Consumer Proposal Fort Erie, Ontario – Alternatives & Important Things You Need to Know
What is a consumer proposal, and could it be the best option for my situation?
One option to consolidate your debts is to file a Consumer Proposal in Fort Erie. It is a legal process under the Bankruptcy and Insolvency Act between you and your creditors to repay part of what you owe. The amount you repay is largely based upon your income and what you own.
A Consumer Proposal can only be arranged and administered by a licensed bankruptcy trustee and it costs approximately $1,500 to file. You pay an initial setup fee to begin, and then, if the arrangement is acceptable to your creditors, you then pay the balance to continue the process. The trustee you work with will additionally hold back 20% of your future payments as an administration fee. For the Consumer Proposal to be legally binding, your creditors who own the majority of your debt must agree to the proposed repayment plan. If they do, you then have to repay the agreed amount over a maximum repayment period of 5 years.
Advantages and Disadvantages of Filing for a Consumer Proposal
There are some clear advantages and disadvantages of filing for a Consumer Proposal. They include the following:
- It can reduce the amount of debt you need to repay your creditors by a considerable amount
- It can be a helpful debt consolidation method in Fort Erie, Ontario if:
- You cannot afford to pay back all the debt you owe
- You have steady income
- Your budget has enough money in it for you to make monthly payments
- Has the potential to be a good option if:
- You aren’t able to qualify for a consolidation loan
- If you have debts (like high government debt) which need to remain outside of a debt management program
- Will put active collection of student loan payments on hold
- It is one of the final ways of avoiding bankruptcy
- It’s not private. A proposal is filed as a permanent public record and is included on a searchable database
- It costs more than going bankrupt
- The Consumer Proposal must be approved by a Judge
- It can be rejected by your creditors. If they reject it, you may have to offer them more money for to
- Missing more than 2 payments may mean that you need to file for bankruptcy
- Not all debts can be included (like secured loans)

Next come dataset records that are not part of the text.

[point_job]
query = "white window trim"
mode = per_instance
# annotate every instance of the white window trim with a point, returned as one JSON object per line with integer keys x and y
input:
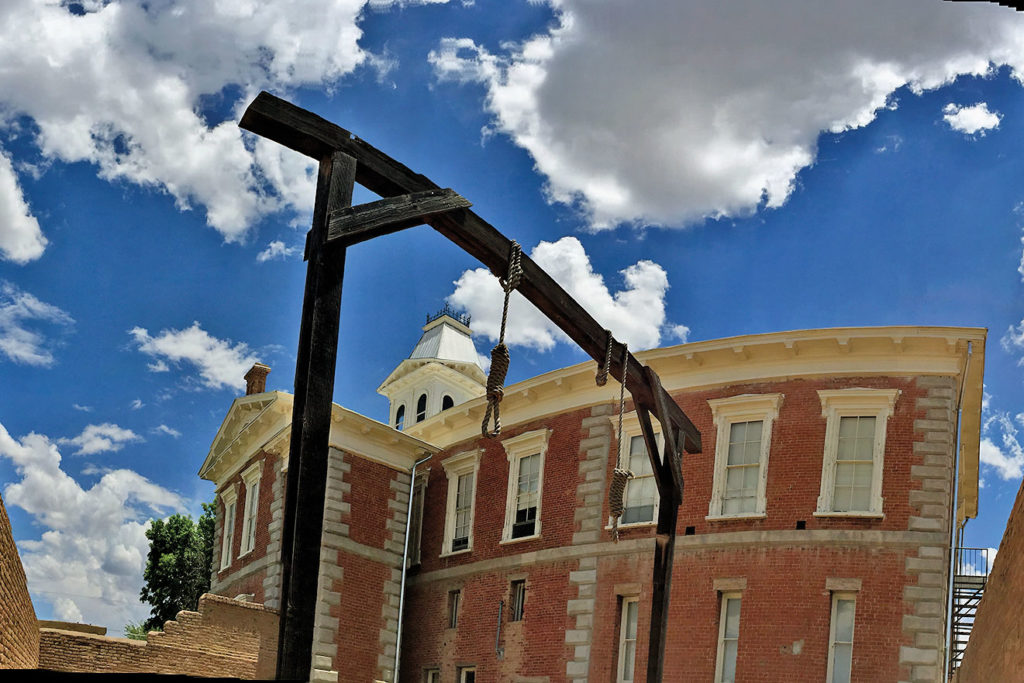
{"x": 517, "y": 447}
{"x": 631, "y": 428}
{"x": 836, "y": 597}
{"x": 456, "y": 466}
{"x": 228, "y": 499}
{"x": 879, "y": 403}
{"x": 621, "y": 666}
{"x": 726, "y": 412}
{"x": 251, "y": 477}
{"x": 724, "y": 597}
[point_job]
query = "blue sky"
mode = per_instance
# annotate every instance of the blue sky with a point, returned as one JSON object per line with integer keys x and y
{"x": 686, "y": 174}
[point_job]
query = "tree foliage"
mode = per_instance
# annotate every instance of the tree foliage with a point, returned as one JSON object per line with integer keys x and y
{"x": 177, "y": 569}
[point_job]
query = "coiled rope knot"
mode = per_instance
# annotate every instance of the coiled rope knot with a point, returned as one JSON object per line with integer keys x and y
{"x": 500, "y": 353}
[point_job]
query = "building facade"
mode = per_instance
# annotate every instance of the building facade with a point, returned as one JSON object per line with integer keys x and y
{"x": 813, "y": 540}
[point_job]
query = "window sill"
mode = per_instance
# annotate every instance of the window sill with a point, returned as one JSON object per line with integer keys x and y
{"x": 653, "y": 522}
{"x": 509, "y": 542}
{"x": 745, "y": 515}
{"x": 862, "y": 515}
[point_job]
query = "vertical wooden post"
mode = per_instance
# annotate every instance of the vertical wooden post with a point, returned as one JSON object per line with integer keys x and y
{"x": 314, "y": 370}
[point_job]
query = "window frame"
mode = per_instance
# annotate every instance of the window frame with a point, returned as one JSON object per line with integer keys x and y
{"x": 251, "y": 477}
{"x": 228, "y": 499}
{"x": 859, "y": 401}
{"x": 724, "y": 597}
{"x": 516, "y": 449}
{"x": 837, "y": 597}
{"x": 735, "y": 410}
{"x": 621, "y": 672}
{"x": 631, "y": 429}
{"x": 456, "y": 466}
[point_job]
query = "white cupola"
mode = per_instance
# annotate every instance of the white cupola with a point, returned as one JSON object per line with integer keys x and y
{"x": 441, "y": 372}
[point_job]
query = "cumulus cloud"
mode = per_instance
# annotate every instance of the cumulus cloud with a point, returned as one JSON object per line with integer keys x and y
{"x": 18, "y": 343}
{"x": 20, "y": 239}
{"x": 635, "y": 313}
{"x": 107, "y": 437}
{"x": 971, "y": 120}
{"x": 129, "y": 86}
{"x": 169, "y": 431}
{"x": 667, "y": 112}
{"x": 89, "y": 560}
{"x": 221, "y": 364}
{"x": 276, "y": 251}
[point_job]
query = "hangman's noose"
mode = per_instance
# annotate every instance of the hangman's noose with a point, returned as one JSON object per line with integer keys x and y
{"x": 500, "y": 353}
{"x": 621, "y": 475}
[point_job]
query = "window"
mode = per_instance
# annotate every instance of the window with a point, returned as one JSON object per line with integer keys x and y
{"x": 461, "y": 471}
{"x": 640, "y": 498}
{"x": 517, "y": 599}
{"x": 251, "y": 478}
{"x": 728, "y": 639}
{"x": 416, "y": 518}
{"x": 522, "y": 513}
{"x": 421, "y": 408}
{"x": 841, "y": 637}
{"x": 854, "y": 451}
{"x": 455, "y": 597}
{"x": 628, "y": 639}
{"x": 228, "y": 498}
{"x": 741, "y": 445}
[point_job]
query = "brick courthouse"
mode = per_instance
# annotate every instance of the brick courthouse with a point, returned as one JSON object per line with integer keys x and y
{"x": 814, "y": 536}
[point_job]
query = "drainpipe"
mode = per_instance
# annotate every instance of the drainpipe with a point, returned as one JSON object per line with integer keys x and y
{"x": 404, "y": 565}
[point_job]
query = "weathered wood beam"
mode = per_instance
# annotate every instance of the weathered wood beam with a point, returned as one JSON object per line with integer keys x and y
{"x": 303, "y": 131}
{"x": 354, "y": 224}
{"x": 308, "y": 466}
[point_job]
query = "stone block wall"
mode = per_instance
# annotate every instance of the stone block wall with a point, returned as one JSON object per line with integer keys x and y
{"x": 18, "y": 633}
{"x": 224, "y": 638}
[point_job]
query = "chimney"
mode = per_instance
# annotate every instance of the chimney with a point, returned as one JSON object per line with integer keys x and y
{"x": 256, "y": 379}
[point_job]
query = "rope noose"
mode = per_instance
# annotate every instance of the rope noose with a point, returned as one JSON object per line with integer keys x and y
{"x": 621, "y": 475}
{"x": 500, "y": 353}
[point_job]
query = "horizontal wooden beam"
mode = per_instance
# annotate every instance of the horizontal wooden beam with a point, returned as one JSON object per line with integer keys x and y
{"x": 353, "y": 224}
{"x": 303, "y": 131}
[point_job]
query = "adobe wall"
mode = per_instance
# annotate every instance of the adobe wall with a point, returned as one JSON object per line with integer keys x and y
{"x": 224, "y": 638}
{"x": 18, "y": 633}
{"x": 995, "y": 650}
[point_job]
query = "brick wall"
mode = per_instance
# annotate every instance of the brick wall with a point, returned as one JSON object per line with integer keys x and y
{"x": 995, "y": 651}
{"x": 224, "y": 638}
{"x": 18, "y": 633}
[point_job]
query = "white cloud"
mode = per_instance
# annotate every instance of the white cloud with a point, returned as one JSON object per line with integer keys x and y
{"x": 971, "y": 120}
{"x": 20, "y": 239}
{"x": 164, "y": 429}
{"x": 123, "y": 86}
{"x": 221, "y": 364}
{"x": 93, "y": 548}
{"x": 100, "y": 438}
{"x": 635, "y": 313}
{"x": 669, "y": 112}
{"x": 17, "y": 342}
{"x": 276, "y": 251}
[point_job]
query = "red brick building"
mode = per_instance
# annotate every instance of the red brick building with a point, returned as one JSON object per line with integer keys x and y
{"x": 814, "y": 536}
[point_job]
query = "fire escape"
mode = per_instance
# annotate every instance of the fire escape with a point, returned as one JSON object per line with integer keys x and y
{"x": 972, "y": 567}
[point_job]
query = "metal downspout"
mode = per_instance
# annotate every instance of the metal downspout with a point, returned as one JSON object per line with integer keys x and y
{"x": 404, "y": 565}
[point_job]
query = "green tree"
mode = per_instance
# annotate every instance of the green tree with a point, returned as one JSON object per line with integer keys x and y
{"x": 177, "y": 569}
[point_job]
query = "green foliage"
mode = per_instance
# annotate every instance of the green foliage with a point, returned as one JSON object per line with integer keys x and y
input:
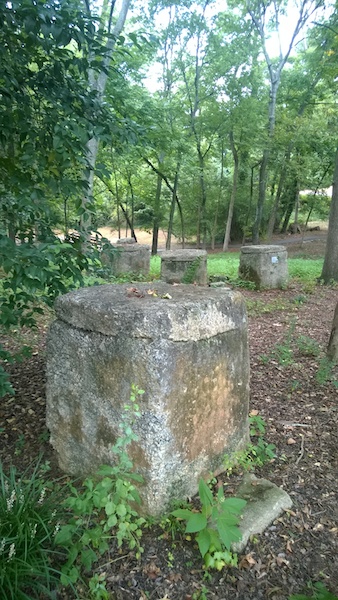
{"x": 319, "y": 592}
{"x": 35, "y": 273}
{"x": 307, "y": 346}
{"x": 215, "y": 525}
{"x": 191, "y": 271}
{"x": 305, "y": 270}
{"x": 103, "y": 508}
{"x": 9, "y": 357}
{"x": 257, "y": 307}
{"x": 225, "y": 264}
{"x": 257, "y": 453}
{"x": 28, "y": 521}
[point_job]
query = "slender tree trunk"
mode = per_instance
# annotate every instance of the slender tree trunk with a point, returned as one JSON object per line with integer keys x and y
{"x": 332, "y": 350}
{"x": 170, "y": 187}
{"x": 330, "y": 266}
{"x": 273, "y": 216}
{"x": 156, "y": 223}
{"x": 233, "y": 194}
{"x": 172, "y": 208}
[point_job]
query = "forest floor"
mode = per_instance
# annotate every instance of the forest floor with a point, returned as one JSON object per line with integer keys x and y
{"x": 298, "y": 399}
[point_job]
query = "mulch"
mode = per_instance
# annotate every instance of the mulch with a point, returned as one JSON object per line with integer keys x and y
{"x": 301, "y": 413}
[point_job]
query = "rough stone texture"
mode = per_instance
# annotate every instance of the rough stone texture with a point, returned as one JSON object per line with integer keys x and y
{"x": 332, "y": 349}
{"x": 186, "y": 347}
{"x": 266, "y": 266}
{"x": 184, "y": 266}
{"x": 265, "y": 503}
{"x": 128, "y": 257}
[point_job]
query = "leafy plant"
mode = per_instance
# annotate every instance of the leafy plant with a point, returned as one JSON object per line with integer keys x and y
{"x": 28, "y": 518}
{"x": 191, "y": 271}
{"x": 103, "y": 507}
{"x": 307, "y": 346}
{"x": 216, "y": 525}
{"x": 325, "y": 372}
{"x": 319, "y": 592}
{"x": 257, "y": 453}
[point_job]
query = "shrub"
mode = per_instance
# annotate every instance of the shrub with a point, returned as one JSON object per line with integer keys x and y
{"x": 28, "y": 522}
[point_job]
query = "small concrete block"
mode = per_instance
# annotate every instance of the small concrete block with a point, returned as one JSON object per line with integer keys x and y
{"x": 126, "y": 256}
{"x": 186, "y": 346}
{"x": 265, "y": 503}
{"x": 184, "y": 266}
{"x": 266, "y": 266}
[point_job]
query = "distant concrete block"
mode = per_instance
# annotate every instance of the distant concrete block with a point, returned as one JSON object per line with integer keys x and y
{"x": 186, "y": 346}
{"x": 126, "y": 256}
{"x": 266, "y": 266}
{"x": 184, "y": 266}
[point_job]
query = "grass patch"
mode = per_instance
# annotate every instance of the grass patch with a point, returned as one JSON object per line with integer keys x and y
{"x": 224, "y": 264}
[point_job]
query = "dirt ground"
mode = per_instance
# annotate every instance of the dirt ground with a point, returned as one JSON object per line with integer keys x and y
{"x": 300, "y": 407}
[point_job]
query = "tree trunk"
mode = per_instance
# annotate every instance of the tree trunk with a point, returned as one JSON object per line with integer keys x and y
{"x": 330, "y": 266}
{"x": 233, "y": 194}
{"x": 98, "y": 84}
{"x": 332, "y": 350}
{"x": 156, "y": 223}
{"x": 172, "y": 208}
{"x": 274, "y": 212}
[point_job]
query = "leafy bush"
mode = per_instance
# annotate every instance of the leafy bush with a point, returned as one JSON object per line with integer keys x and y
{"x": 216, "y": 525}
{"x": 28, "y": 519}
{"x": 103, "y": 507}
{"x": 319, "y": 593}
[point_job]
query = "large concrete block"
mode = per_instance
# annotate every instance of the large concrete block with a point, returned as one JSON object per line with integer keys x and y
{"x": 184, "y": 266}
{"x": 266, "y": 266}
{"x": 186, "y": 347}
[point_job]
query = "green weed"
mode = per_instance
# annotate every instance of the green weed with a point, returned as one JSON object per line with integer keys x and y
{"x": 305, "y": 270}
{"x": 28, "y": 521}
{"x": 256, "y": 454}
{"x": 319, "y": 592}
{"x": 325, "y": 373}
{"x": 307, "y": 346}
{"x": 215, "y": 526}
{"x": 104, "y": 507}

- If you stopped being a student less than 7 years ago, your student loans can’t be included
- Depending on the type of assets you have, some might need to be sold
- It may affect future employment opportunities, and the permanent record of your insolvency can put certain professional licenses at risk
There’s a Way Out of Debt with Help
“I had just come to the point where I had given up hope – that there’s no way I could ever repay my debt. A friend of mine suggested I reach out, and I thought I’d get some condescending person on the phone lecture me about money, but my counsellor was the most compassionate, caring person who became sort of my own personal cheerleader.”
– Charis, Actual Client
Beware of the Big Debt Rip-Off
Consumer Proposals have become the latest method for a growing number of for-profit companies and their sales people to take advantage of vulnerable, unsuspecting consumers. Don’t let this happen to you! Many debt relief companies are now claiming to offer Consumer Proposals as an easy way to get out of debt. There’s a problem. Only a licensed bankruptcy trustee is allowed to file paperwork for a Consumer Proposal. The debt relief companies charge thousands in fees only to refer you to a bankruptcy trustee who then charges his or her own fees.
How to Prevent Getting Ripped Off
Follow the three suggestions below and begin by talking to an accredited member of Credit Counselling Canada (Canada’s national association of not-for-profit credit counselling organizations who never pay their employees commission). If the agency you speak to believes that a Consumer Proposal would truly be one of your best options, they’ll let you know and refer you to a reputable bankruptcy trustee in your area for free.
Speak to a Non-Profit Credit Counsellor
Don't Pay Anyone But a Bankruptcy Trustee
Be Careful with Commission Based Debt Consultants
How Your Credit Will Be Impacted by a Consumer Proposal
Once you begin making payments on a Consumer Proposal, a note is placed in the public records section of your credit report that states that you have filed a proposal. Anyone who you have given permission to see your credit report can also see the public records section.
Your creditors may also report a “7” rating on any debt included in your proposal. This rating indicates that they are receiving your payments through a third party. In this case, your trustee is the third party. Your monthly payment on your Consumer Proposal is remitted to your creditors once all applicable fees have been paid.
If you are making payments to secured creditors, like for a car loan, outside of your Consumer Proposal, those creditors will report on those debts separately. Creating and sticking to a realistic budget will make this easier.
If you are able to maintain a good payment history on a secured debt while you’re making your proposal payments, this can help you re-build credit afterwards.
When you’re experiencing financial difficulty, you may think that bankruptcy is your only option. There are a lot of options to deal with debt in Canada. A Consumer Proposal isn’t the right option for everyone, but it can be a good option for some people. To find out what options might be right for you, call one of our accredited, professional Debt Counsellors today. Our appointments are either in person or over the phone. They don’t cost you anything, are non-judgmental, and are completely confidential.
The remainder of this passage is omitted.